Adolescent girls have it worst in India: UNICEF

More girls are anaemic than boys in India

GN Bureau | February 28, 2011




While India touts its youth population as its biggest resource, the condition of adolescent girls in the country in the world, according to a Unicef report.

"Almost 47 percent of the girls in the age group of 11 to 19 years are underweight in India, which is the highest in the world," says the report which considered three criteria -health, nutrition and education - to comment on the state of adolescents globally.

The report says that 56 percent of them are anaemic and 43 percent are married before the age of 18 out of whom 13 per cent become teenage mothers. Thirty percent boys were also found to be anaemic.

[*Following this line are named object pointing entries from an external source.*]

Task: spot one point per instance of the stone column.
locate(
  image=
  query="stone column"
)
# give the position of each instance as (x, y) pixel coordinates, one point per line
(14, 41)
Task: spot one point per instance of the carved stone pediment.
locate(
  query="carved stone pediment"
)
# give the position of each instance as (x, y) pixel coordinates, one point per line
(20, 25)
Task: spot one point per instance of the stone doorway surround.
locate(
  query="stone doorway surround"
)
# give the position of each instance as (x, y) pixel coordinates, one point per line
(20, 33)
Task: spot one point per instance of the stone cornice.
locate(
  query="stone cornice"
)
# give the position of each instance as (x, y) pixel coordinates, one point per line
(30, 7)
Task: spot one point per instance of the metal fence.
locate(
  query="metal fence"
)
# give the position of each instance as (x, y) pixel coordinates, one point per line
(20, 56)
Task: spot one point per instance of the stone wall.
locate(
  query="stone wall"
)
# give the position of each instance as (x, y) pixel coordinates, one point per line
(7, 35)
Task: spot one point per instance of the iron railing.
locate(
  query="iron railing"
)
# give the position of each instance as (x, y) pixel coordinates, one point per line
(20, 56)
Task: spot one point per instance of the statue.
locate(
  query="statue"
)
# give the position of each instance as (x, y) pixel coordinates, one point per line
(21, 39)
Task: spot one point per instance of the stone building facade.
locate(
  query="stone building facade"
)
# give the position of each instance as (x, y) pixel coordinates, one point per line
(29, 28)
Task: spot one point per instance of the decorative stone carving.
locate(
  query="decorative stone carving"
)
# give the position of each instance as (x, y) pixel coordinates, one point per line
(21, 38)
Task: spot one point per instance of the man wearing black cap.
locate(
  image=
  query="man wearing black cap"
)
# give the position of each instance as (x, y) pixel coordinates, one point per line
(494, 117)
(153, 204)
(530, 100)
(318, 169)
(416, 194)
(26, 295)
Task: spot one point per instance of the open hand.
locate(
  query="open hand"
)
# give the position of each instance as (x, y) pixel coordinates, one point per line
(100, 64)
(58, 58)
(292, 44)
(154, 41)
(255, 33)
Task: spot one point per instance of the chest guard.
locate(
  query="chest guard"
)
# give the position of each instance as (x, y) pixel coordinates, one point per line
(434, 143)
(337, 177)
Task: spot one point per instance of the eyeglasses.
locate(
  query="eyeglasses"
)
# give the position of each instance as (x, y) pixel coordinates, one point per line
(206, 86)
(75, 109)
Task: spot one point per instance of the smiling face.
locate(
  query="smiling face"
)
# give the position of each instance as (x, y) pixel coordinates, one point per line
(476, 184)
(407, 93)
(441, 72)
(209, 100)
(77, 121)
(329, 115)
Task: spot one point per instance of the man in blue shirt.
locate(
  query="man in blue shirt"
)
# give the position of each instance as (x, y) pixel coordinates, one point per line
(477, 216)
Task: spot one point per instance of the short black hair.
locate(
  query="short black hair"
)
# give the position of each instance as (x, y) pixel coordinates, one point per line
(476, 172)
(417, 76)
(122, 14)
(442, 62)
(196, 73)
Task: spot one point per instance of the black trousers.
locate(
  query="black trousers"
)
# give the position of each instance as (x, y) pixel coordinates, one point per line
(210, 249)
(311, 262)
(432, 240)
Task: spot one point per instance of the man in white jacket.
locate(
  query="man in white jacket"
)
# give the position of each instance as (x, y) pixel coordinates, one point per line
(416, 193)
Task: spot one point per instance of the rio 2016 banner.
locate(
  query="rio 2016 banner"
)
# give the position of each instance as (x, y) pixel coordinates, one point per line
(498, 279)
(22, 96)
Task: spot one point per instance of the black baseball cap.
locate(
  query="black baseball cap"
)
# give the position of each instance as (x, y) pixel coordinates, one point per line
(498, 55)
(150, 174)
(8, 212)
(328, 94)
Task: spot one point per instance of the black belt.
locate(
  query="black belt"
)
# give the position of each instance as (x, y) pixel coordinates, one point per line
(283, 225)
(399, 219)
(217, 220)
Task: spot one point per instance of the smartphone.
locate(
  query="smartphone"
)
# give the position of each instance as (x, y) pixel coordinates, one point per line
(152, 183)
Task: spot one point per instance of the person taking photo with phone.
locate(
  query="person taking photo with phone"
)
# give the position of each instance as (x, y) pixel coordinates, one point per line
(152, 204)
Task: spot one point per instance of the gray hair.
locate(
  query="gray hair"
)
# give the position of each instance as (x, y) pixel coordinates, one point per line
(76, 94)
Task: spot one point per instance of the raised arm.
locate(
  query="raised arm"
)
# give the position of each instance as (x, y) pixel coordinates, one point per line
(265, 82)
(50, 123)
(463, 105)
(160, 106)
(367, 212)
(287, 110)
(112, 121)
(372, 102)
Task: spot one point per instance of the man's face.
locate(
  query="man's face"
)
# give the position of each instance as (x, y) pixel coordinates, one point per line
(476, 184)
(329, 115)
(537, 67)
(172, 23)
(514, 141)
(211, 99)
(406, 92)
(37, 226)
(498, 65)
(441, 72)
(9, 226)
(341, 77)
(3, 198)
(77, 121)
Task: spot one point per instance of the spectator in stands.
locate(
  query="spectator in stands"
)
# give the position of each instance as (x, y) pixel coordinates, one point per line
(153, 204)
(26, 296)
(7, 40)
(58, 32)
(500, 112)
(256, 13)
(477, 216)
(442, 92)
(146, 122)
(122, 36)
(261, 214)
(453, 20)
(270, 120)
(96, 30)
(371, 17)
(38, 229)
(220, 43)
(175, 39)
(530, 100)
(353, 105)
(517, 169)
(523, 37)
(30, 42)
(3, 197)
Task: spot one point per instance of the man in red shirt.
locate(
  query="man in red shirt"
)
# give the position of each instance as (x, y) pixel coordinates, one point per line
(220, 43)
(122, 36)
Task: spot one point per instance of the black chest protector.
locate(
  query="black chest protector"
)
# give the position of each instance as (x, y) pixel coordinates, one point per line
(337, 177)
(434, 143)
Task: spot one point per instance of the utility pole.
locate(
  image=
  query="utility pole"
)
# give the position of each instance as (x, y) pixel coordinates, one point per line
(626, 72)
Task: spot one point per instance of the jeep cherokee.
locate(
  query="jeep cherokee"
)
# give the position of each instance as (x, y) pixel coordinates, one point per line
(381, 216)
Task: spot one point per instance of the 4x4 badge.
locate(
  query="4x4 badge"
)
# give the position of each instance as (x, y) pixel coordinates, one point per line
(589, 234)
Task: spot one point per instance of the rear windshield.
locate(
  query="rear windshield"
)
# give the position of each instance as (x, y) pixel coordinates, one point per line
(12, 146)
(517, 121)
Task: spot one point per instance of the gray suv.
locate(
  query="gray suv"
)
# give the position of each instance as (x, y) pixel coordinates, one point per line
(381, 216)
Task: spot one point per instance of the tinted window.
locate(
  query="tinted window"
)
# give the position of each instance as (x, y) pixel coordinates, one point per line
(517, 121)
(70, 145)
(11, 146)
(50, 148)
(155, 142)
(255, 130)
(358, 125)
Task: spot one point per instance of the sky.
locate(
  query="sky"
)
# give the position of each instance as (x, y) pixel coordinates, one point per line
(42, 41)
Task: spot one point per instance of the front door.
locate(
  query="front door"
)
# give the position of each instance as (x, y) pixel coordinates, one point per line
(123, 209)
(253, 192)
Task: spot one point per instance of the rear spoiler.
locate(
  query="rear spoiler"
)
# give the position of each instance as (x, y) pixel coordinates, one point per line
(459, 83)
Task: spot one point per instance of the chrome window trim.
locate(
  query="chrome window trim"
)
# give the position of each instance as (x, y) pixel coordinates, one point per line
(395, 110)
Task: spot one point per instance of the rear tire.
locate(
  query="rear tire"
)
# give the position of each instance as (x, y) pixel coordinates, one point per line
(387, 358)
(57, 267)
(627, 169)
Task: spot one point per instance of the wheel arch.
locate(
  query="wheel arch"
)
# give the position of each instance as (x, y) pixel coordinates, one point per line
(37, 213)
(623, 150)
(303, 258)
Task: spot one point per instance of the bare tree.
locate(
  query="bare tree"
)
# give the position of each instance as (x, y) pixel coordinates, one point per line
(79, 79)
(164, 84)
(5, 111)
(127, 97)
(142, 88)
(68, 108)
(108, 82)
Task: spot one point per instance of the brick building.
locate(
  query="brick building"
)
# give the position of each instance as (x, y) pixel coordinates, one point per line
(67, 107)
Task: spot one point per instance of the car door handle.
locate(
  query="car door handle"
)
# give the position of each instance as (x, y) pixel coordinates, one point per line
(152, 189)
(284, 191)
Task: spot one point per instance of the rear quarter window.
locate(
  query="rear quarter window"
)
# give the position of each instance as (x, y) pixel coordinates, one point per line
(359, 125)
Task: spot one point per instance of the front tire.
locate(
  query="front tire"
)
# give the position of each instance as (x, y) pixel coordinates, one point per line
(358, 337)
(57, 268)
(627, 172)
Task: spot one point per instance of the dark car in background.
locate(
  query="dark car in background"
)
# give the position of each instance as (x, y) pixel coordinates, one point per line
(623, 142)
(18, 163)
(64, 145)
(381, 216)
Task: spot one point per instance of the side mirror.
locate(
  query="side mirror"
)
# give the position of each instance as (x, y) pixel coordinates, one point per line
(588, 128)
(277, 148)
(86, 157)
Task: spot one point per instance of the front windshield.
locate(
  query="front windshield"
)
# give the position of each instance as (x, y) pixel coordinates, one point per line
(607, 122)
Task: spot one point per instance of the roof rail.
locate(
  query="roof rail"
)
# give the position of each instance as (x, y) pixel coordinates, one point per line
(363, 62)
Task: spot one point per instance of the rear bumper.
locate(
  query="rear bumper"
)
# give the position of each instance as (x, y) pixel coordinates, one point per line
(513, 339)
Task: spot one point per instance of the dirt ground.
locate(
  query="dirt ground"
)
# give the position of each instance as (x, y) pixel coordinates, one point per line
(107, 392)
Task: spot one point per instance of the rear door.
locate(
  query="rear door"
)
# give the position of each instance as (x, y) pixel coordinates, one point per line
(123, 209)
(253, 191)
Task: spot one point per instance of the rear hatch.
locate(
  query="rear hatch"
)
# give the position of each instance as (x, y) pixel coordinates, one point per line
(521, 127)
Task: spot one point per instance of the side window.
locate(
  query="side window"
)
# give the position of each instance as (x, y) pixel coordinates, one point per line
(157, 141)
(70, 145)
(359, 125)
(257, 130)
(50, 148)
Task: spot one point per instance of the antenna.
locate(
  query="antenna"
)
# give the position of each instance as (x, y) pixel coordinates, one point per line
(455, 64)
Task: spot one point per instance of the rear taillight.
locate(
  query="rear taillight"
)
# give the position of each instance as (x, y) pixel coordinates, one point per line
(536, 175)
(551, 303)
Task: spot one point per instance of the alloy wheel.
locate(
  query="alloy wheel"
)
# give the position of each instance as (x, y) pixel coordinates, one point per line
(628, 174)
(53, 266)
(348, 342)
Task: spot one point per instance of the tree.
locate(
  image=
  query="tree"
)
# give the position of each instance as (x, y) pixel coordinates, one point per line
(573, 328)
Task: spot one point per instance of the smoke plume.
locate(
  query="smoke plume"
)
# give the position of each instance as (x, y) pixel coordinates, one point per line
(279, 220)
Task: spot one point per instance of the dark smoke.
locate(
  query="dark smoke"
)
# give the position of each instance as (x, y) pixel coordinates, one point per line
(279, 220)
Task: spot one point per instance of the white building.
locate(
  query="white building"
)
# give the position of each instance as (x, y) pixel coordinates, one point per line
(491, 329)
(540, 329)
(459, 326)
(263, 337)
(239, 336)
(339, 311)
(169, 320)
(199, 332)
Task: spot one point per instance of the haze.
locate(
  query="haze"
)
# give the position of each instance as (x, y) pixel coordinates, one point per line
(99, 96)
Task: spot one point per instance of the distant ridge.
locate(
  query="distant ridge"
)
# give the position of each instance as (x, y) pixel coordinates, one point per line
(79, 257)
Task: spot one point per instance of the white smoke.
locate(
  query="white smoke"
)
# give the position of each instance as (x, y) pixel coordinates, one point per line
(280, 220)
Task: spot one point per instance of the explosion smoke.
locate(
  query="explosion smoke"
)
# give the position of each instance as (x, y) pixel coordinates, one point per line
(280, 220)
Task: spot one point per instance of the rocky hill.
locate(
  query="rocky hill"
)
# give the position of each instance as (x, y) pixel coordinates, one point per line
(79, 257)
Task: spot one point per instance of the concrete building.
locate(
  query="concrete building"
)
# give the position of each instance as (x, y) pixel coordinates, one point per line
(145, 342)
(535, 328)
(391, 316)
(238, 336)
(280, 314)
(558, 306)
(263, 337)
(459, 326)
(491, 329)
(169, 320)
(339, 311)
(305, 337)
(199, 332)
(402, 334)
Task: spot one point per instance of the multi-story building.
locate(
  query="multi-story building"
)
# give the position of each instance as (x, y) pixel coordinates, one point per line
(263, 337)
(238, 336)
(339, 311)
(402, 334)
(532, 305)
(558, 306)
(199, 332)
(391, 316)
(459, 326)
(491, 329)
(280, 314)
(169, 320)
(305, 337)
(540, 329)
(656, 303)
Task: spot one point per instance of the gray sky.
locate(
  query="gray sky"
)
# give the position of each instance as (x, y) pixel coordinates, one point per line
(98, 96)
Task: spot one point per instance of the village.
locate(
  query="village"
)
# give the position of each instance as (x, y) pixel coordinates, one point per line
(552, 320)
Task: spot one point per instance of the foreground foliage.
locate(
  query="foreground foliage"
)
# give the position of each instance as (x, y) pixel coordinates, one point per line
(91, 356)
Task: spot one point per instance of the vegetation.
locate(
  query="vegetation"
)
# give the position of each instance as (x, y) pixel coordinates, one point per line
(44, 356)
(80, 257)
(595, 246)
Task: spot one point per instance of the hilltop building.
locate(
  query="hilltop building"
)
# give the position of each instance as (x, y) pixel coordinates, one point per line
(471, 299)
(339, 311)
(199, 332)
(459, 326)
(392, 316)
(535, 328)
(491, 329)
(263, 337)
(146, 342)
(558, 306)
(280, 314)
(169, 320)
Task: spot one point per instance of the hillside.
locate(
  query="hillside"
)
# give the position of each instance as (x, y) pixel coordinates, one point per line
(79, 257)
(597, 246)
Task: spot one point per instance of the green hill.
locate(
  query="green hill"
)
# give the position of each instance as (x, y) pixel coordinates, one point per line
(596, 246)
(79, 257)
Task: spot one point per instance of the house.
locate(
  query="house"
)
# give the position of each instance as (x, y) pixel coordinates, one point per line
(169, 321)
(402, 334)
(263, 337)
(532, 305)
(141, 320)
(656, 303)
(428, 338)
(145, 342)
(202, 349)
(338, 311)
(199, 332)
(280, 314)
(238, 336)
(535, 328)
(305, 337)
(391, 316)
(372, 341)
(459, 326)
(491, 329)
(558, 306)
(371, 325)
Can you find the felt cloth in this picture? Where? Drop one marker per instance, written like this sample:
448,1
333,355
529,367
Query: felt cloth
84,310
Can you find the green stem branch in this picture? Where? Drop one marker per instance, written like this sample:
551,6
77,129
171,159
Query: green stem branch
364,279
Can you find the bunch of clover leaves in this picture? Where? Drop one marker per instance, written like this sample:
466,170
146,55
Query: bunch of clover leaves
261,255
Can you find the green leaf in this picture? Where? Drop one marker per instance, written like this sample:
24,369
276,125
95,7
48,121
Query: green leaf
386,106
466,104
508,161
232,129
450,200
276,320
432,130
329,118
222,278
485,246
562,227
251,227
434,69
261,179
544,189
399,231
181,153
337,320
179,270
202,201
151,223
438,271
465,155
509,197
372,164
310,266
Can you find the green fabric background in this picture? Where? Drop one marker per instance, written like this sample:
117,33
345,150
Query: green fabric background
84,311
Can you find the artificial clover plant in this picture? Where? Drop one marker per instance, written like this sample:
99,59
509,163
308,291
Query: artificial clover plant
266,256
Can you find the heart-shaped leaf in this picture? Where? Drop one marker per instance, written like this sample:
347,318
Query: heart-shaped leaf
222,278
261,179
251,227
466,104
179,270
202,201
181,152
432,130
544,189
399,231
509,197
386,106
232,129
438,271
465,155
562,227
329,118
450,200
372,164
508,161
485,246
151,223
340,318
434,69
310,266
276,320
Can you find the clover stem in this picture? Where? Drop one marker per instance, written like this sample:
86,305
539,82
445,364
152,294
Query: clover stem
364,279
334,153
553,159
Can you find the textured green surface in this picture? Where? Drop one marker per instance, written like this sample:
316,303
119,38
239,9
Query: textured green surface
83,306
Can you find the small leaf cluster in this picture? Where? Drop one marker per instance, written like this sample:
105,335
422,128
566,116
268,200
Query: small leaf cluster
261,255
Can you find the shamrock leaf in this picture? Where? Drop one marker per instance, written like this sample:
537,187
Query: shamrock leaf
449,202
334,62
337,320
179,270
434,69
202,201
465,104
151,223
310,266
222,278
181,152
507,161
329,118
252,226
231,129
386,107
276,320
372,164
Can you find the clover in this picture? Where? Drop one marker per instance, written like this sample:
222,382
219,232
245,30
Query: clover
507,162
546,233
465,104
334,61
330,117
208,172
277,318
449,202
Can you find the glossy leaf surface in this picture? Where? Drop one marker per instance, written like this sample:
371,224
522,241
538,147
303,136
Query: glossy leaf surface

“This is of concern as anaemic girls being undernourished are the first to drop out of school and are married off early,” said Karin Hulsof of Unicef India.

The number of high underweight children put India in the category of African countries like Congo, Burkina Faso and Guinea. The number of adolescent girl population (20 per cent) is highest in the world.

Early marriage is also a concern for Indian girls, according to the report. 27 percent of Indian adolescent girls were married as compared to 23 percent in the sub-Saharan Africa. Overall, child marriage rate in India was 47 percent in 2007, highest in the world.

“The adolescent birth rate also stands at 45 - the number of births per thousand women between the ages of 15 and 19 years,” according to the report titled ‘State of the World's Children 2011’.

Poverty and inequity are the greatest dangers that confront the adolescents, the report says. “About 57 per cent of the poorest children in India are underweight compared to 20 per cent of the richest.”